Jeffrey Wolcowitz, senior lecturer in economics and former
associate dean of Harvard College, highlighted the ways in which
student behavior has nullified the intended effect of pass/fail.
“Students are so concerned about their transcript that in many cases
they’re reluctant to take courses pass/fail…and therefore don’t avail
themselves of the option that we provide for them to take risks.”
As it stands, students can only make a course pass/fail before
Add/Drop Day, only five weeks into the semester. In most cases, this
makes students choose between a normal grading scheme and the pass/fail
option before they’ve had a chance to be evaluated even once by the
professor, TF, or preceptor. The decision, once made, is final.

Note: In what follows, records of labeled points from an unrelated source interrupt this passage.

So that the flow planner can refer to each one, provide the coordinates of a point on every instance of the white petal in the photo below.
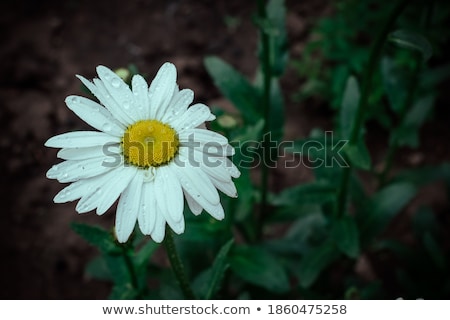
(217, 150)
(128, 208)
(99, 91)
(195, 181)
(172, 194)
(113, 151)
(80, 139)
(82, 188)
(231, 168)
(108, 191)
(193, 205)
(178, 105)
(161, 90)
(120, 92)
(193, 117)
(140, 91)
(73, 170)
(202, 136)
(148, 210)
(115, 187)
(95, 115)
(160, 228)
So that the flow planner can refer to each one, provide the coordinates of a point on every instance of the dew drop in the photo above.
(106, 127)
(115, 83)
(74, 100)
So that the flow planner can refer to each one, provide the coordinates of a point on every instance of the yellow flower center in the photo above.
(149, 143)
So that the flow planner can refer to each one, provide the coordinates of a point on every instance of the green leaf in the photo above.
(257, 266)
(235, 87)
(313, 193)
(349, 107)
(248, 133)
(425, 175)
(98, 237)
(412, 41)
(407, 133)
(358, 155)
(395, 81)
(345, 234)
(314, 262)
(143, 256)
(219, 267)
(304, 233)
(207, 284)
(383, 206)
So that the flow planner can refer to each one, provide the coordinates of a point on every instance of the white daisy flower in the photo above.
(151, 149)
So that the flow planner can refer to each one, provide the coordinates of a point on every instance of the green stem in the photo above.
(374, 58)
(393, 146)
(177, 265)
(130, 267)
(267, 79)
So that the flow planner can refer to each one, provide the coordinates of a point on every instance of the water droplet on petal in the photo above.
(106, 127)
(74, 99)
(115, 83)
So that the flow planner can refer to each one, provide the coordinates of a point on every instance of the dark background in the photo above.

Students are forced into an agonizing dilemma: risk getting a
bad grade, or get locked into the certainty of a
not-so-impressive-looking P on the transcript. In most cases, as
Wolcowitz said, students avoid making that choice at all.
What can Harvard do then to revive the original purpose behind
the pass/fail option? The answer is simple: make pass/fail reversible.
At Dartmouth and Columbia, pass/fail students get the opportunity at
the end of the course to turn their Ps into grades, if they so desire.
This minor change transforms the pass/fail option from a
preemptive admission of defeat—one which most overachievers are
unwilling to settle for—into a sort of grade insurance. If, as usual,
they pulled it out in the end, they could always cash in their Ps for
shinier, more respectable-looking As.
In all other respects, the pass/fail system would remain
entirely the same. The College could still impose a limit of one
pass/fail class a semester, and professors could still exercise their
right to disallow pass/fail students in their classes. For those
students who use the pass/fail option to avoid doing work—and we all
know they exist—the ability to reverse their decision would only add to
the incentive to strive for success. (Allowing the reverse, that is for
students to change grades into Ps, would weaken the incentive for
success).
This new system would encourage students to take the
intellectual risks they’ve been nervously avoiding for so long. Rather
than reinforce our nervous tendencies, the reversible pass/fail option
might even help us in an area in which we all deserve a big, collective
F: relaxation.
Andrew C. Miller ’09, a Crimson editorial editor, lives in Matthews Hall.